The report is bound to raise eyebrows. It has recommended, for example, smaller IMF rescue packages for countries trying to fend off speculative currency attacks. That's surprising because several panel members who endorsed that approach helped to shape recent IMF and US treasury policies. David Lipton was one of the key figures on the Clinton team associated with big packages. Morris Goldstein, the project director, worked at the Fund for 25 years. Barry Eichengreen has been a senior adviser to the IMF, and Kenen often serves in the same capacity at the US treasury. The bottom line: these key people now think that it is time for change as a result of the moral-hazard problem.

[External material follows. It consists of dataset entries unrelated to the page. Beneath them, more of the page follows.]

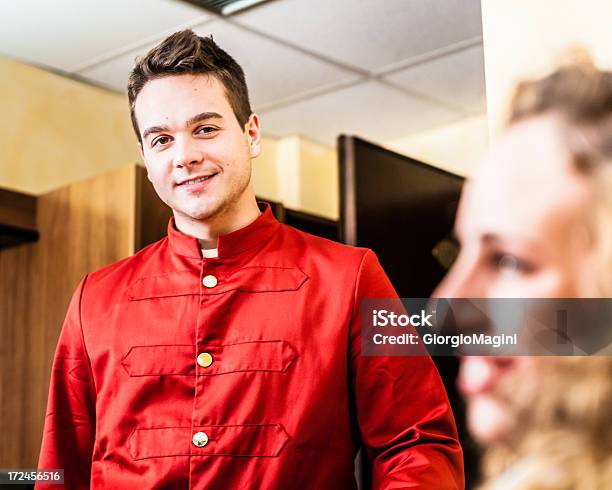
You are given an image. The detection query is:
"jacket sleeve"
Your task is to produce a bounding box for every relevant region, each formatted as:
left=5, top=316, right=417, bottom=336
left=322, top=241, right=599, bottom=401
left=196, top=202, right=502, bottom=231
left=35, top=278, right=96, bottom=489
left=349, top=250, right=464, bottom=489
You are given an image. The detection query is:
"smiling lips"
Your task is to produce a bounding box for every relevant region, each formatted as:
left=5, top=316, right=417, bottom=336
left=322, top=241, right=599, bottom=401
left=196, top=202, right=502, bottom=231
left=176, top=173, right=217, bottom=190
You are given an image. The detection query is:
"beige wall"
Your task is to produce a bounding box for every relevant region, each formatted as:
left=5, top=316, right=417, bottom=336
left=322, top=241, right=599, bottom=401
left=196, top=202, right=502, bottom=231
left=0, top=58, right=139, bottom=194
left=385, top=114, right=489, bottom=176
left=482, top=0, right=612, bottom=134
left=0, top=57, right=338, bottom=214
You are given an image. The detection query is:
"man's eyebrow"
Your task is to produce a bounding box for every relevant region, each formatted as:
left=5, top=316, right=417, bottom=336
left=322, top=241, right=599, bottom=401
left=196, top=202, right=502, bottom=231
left=142, top=112, right=223, bottom=140
left=142, top=126, right=168, bottom=140
left=185, top=112, right=223, bottom=127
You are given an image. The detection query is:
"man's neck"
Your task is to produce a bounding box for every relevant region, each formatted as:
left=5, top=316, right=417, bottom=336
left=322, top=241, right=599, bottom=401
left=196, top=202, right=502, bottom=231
left=174, top=197, right=261, bottom=249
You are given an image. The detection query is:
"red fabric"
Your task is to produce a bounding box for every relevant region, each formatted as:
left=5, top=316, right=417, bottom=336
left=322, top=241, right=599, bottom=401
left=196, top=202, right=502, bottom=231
left=34, top=204, right=463, bottom=490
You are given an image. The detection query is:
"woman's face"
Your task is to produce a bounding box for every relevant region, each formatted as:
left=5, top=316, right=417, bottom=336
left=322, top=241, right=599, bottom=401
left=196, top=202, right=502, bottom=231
left=434, top=116, right=590, bottom=442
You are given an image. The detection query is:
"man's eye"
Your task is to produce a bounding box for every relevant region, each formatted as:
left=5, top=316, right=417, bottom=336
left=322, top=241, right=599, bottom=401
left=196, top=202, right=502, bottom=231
left=151, top=136, right=170, bottom=146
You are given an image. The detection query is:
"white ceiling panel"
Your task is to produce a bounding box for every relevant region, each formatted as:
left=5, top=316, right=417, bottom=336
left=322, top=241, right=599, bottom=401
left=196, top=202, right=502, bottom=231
left=194, top=21, right=355, bottom=109
left=235, top=0, right=482, bottom=71
left=0, top=0, right=209, bottom=71
left=261, top=82, right=460, bottom=146
left=385, top=45, right=487, bottom=114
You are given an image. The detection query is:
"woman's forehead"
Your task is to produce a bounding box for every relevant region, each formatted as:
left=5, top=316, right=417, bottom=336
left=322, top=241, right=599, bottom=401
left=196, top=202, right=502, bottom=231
left=458, top=118, right=589, bottom=247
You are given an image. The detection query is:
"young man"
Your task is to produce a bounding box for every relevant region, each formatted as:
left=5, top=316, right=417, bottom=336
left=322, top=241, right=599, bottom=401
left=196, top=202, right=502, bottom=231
left=39, top=31, right=463, bottom=489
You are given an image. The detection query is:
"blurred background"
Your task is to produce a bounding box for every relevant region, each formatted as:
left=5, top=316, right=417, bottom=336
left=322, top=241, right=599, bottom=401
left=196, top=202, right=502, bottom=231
left=0, top=0, right=612, bottom=486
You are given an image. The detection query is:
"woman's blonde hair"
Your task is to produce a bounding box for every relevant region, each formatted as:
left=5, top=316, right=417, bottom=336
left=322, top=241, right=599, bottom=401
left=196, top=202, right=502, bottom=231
left=482, top=59, right=612, bottom=490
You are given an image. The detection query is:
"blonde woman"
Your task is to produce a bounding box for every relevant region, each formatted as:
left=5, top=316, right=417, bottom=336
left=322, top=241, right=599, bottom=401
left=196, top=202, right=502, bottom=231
left=435, top=61, right=612, bottom=490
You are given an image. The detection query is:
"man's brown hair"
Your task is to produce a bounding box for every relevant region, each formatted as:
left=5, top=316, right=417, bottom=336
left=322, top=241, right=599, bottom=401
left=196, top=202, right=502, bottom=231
left=127, top=29, right=252, bottom=144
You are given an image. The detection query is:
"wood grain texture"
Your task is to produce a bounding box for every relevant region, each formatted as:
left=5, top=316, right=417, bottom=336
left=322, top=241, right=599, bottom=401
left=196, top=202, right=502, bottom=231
left=0, top=165, right=137, bottom=468
left=135, top=165, right=172, bottom=250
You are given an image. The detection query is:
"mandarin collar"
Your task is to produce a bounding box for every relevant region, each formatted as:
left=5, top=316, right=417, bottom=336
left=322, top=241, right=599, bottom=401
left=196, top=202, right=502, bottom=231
left=168, top=203, right=280, bottom=260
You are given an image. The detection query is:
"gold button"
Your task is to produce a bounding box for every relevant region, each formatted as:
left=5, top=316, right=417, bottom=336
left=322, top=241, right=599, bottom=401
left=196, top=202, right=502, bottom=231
left=198, top=352, right=212, bottom=367
left=191, top=432, right=208, bottom=447
left=202, top=274, right=218, bottom=288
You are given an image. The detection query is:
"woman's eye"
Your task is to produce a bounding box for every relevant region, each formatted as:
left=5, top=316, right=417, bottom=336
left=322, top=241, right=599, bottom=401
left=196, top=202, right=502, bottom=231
left=196, top=126, right=217, bottom=134
left=151, top=136, right=170, bottom=146
left=491, top=253, right=532, bottom=273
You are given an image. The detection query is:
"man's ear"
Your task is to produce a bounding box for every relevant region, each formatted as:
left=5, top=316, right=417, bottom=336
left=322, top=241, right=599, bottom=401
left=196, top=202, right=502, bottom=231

"This is the only report I know of that has talked about a smaller Fund," says Goldstein, who has been involved behind the scenes in many G-10 and Basel Committee projects on such issues. But the group also wants to redesign how the Fund deals with systemic crises and goes out of its way to pay attention to the difference between such problems and less serious, but still potentially devastating, country crises. The report also takes a much harder line on burden-sharing with the private sector but does not try to cover everything. It is silent, for example, about the heavily indebted poor countries (HIPC) debt initiative.

There are seven major recommendations designed to bring greater stability to emerging-markets finance:

Good-housekeeping awards: the IMF should give a break to countries that do the right thing. The Fund should publicize its evaluations and should lend to members of this "club" on better terms.

Pegs are passé: the CFR group condemns fixed exchange rates as the root of much evil. It urges the IMF and G-7 to stop supporting "unsustainable" pegs.

Capital slows: torrents of private capital flooding into tiny emerging markets and then flowing out in rip-tide fashion have caused enormous damage. The CFR group wants countries to use tax measures, as Chile did, to moderate these flows.

Share the pain: the group calls for debt rescheduling as a condition for IMF lending in extreme cases. It also wants new rules in the form of "collective action clauses" for all sovereign bond contracts.

Less is more: the IMF should scale back. Officials have have been lending countries amounts many times their "normal quota limits", starting with the Mexican peso collapse of 1994-95.

Back to basics: the IMF and the World Bank should go back to doing what the founders set them up to do. The Fund was supposed to do macro, and the World Bank was supposed to do micro. The "Treaty of 19th Street" (the road that runs between the Bank and the Fund) reinforced this division of labour at the end of the 1980s. But matters have not been working out that way.

Crack the whip: the CFR group wants action. Finance ministers should convene a global conference to hammer out priorities, a plan and timetables.

Expensive lessons

The view coming out of officialdom is that the CFR group recommended important and useful approaches, even if they won't solve the problem. "I think that their commendations will help," says Michael Mussa, economic counsellor to the IMF. He expects significant progress over the next several years, particularly in coming to terms with problems in the financial sector. "People have learned some very expensive and bitter lessons," he says. Asian economies, for example, were accidents waiting to happen, particularly because their banks were in such bad shape. That in part is why they put off adjusting their exchange rates. They also could not jack up interest rates without inflicting severe damage. So their reserves just ran out of the door. Markets knew there was not much left by the time these countries devalued.